E Sciutteri è stato chiaro: le IA si usano da tanto tempo nella produzione di videogiochi. E fare altrimenti sarebbe ingenuo, per non dire sciocco e controproducente.

Oggi vengono usate per rifinire le texture che compongono i personaggi e il mondo di gioco o per far apprendere meglio i circuiti agli avversari in un gioco di corse motoristiche o ancora per creare delle nuove missioni attraverso modalità procedurali.

Dall’intervista:

“Usare un’IA per produrre asset o contenuti del proprio gioco è una pratica, come dicevamo sopra, diffusa e già ampiamente usata. Ci sono giochi che creano quest in maniera procedurale, con testi scritti da un’IA (Skyrim è un buon esempio). Per cui, da questo punto di vista, non vedo nessun problema etico.

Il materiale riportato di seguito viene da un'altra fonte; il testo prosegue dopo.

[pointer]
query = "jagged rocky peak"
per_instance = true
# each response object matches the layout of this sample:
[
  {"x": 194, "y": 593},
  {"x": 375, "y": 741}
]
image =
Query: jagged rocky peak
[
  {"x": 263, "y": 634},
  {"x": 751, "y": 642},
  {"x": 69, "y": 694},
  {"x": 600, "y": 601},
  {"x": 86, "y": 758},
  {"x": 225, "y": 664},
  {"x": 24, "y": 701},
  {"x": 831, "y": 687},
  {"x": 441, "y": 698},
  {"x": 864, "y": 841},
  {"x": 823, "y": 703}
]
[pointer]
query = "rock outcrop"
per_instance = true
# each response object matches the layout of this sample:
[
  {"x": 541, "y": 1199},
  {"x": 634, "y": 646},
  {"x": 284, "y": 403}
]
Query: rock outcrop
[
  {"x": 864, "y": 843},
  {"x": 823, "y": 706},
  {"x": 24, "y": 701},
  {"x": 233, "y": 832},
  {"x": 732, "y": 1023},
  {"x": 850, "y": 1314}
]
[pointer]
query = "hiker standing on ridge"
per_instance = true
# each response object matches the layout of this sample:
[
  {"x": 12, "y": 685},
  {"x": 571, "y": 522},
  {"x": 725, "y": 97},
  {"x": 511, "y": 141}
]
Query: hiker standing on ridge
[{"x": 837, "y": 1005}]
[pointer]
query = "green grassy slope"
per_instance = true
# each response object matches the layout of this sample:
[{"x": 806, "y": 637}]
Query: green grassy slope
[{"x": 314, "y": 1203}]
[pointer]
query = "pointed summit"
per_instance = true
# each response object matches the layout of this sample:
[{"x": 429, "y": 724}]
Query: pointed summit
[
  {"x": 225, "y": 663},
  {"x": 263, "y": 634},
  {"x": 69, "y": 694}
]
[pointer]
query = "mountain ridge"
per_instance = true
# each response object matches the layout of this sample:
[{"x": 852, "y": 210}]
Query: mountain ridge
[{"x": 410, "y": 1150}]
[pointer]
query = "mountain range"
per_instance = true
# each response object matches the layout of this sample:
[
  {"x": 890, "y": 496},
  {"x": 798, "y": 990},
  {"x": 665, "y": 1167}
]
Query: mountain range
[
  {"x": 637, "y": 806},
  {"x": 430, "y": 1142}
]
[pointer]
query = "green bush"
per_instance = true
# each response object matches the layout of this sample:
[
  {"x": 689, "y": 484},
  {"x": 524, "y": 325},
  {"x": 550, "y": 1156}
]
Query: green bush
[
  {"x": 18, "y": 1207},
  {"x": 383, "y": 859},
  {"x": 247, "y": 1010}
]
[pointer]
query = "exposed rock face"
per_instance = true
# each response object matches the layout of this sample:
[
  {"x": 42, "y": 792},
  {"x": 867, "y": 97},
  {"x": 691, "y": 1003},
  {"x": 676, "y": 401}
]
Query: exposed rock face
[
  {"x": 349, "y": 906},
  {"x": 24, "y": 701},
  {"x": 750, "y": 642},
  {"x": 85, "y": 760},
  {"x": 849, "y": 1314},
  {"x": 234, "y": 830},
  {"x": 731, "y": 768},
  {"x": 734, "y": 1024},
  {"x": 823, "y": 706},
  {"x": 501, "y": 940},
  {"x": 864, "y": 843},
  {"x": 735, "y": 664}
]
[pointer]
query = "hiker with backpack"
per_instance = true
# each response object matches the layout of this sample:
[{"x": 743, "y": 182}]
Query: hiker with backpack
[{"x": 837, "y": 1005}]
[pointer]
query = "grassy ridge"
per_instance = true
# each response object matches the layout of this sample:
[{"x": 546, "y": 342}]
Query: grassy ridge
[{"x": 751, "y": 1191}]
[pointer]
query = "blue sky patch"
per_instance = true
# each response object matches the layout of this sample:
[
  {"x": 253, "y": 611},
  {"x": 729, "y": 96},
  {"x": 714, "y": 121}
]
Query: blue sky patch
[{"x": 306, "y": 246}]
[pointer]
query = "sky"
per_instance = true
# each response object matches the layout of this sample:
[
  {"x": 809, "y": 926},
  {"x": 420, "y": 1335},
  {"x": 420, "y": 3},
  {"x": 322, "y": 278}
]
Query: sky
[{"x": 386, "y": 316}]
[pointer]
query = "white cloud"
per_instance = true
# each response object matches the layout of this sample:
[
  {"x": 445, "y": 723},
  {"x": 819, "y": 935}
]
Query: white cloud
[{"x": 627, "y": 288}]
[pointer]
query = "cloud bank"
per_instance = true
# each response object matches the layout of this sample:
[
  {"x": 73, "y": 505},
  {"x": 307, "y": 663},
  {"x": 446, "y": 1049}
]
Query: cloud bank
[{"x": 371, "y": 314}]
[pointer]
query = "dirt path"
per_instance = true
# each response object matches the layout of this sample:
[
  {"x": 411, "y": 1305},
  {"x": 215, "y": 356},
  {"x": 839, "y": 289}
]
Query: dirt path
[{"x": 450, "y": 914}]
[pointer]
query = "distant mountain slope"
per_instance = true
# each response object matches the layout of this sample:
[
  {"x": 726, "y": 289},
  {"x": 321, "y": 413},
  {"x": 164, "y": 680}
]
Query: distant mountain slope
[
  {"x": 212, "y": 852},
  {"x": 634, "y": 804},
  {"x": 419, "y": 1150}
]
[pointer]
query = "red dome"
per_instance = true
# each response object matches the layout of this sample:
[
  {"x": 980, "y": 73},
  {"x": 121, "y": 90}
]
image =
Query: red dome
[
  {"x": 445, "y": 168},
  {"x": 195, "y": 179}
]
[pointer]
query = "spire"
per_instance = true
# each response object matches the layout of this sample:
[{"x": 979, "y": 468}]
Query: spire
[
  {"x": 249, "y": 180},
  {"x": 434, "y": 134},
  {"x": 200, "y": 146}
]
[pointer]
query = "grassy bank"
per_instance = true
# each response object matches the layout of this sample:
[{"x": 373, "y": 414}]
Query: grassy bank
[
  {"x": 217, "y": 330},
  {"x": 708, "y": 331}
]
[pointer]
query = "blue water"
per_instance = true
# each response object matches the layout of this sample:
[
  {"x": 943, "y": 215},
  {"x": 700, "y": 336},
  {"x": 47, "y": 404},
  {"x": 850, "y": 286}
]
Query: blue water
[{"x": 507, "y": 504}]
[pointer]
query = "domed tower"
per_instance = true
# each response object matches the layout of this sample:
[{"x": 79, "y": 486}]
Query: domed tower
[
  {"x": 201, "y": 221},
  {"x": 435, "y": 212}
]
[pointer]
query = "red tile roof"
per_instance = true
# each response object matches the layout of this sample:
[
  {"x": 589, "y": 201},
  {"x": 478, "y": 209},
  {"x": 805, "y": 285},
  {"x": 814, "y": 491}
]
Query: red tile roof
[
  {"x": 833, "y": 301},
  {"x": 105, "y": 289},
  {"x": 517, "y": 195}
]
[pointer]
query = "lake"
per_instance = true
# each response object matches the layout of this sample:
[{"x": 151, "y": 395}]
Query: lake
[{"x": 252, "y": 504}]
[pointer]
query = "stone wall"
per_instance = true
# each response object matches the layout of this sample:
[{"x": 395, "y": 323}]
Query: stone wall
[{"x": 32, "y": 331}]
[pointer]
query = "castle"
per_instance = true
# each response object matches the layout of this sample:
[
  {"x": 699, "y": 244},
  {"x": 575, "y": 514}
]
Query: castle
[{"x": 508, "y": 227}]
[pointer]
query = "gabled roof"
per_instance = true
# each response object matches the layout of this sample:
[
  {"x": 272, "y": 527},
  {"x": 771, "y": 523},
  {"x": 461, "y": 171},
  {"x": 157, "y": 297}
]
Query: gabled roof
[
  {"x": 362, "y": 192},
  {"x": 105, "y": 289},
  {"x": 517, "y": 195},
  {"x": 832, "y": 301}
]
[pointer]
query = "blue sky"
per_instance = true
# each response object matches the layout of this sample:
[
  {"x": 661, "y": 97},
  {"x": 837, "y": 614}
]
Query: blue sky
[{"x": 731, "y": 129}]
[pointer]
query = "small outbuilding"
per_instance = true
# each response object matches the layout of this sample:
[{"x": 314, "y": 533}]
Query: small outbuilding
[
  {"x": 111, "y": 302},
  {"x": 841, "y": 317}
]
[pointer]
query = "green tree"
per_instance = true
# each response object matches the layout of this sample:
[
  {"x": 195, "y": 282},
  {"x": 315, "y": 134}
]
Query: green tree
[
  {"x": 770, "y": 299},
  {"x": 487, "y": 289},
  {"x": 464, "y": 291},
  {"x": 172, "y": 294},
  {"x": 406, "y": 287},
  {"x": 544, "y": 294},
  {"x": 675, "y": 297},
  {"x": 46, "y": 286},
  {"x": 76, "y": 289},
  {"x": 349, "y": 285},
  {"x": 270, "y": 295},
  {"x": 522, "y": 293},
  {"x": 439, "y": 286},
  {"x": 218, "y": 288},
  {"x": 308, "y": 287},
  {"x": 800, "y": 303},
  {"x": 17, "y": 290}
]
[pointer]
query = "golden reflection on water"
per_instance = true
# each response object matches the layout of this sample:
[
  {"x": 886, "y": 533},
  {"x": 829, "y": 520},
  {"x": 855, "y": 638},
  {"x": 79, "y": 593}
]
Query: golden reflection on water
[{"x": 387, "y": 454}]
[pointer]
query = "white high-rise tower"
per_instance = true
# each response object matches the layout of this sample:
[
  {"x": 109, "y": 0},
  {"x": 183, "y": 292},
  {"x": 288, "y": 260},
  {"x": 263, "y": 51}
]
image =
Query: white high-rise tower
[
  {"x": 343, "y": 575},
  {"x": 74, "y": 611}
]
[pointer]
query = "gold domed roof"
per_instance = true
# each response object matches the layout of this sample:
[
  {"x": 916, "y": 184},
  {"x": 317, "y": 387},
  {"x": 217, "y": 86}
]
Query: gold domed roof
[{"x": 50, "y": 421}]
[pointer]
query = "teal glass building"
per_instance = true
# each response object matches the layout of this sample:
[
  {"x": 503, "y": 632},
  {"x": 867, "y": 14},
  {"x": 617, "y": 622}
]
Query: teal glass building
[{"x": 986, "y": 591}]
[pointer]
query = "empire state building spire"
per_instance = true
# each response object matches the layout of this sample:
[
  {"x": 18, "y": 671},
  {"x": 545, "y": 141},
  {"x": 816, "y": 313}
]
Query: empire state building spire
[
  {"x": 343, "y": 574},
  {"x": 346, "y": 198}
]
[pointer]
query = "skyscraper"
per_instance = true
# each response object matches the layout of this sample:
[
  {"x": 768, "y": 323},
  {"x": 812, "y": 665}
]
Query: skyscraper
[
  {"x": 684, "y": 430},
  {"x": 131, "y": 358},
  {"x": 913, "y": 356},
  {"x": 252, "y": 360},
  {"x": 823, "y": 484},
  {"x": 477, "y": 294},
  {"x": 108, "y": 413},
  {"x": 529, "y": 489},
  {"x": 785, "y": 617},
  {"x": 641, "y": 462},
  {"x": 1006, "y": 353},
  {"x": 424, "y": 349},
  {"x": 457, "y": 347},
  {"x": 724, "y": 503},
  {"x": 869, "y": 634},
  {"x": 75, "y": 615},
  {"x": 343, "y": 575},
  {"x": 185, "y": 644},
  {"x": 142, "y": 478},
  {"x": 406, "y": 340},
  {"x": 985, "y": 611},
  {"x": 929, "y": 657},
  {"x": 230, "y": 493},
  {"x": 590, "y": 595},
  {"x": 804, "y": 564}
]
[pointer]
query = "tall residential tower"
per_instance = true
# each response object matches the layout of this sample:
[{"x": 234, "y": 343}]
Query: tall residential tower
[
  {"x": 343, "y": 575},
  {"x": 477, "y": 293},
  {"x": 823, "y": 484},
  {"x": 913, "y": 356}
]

Se i giocatori pensano che ogni singola cosa che finisce in un gioco (soprattutto un gioco AAA che permette centinaia di ore) siano sviluppate ‘a mano’ – beh… si stanno illudendo. Prendiamo le mappe dei giochi open world: non c’è nessuna possibilità che uno studio abbia tempo e risorse per posare a mano ogni singola pietra o ogni singolo filo d’erba. E, se anche un’azienda avesse tempo e risorse per farlo… sarebbe uno spreco.

[…]

Nessuno – e dico nessuno con una sicurezza abbastanza elevata di non poter essere smentito – che fa questo mestiere deciderà mai per scelta di privarsi di uno strumento utile a semplificare le sfide che si devono affrontare per sviluppare e pubblicare un gioco. E i giocatori dovrebbero essere ben lieti di questo: è quello che porta i videogiochi a evolvere. Se come sviluppatori avessimo deciso di non abbracciare l’evoluzione della tecnologia, a parte essere un ossimoro vivente, saremmo rimasti fermi a Pong”.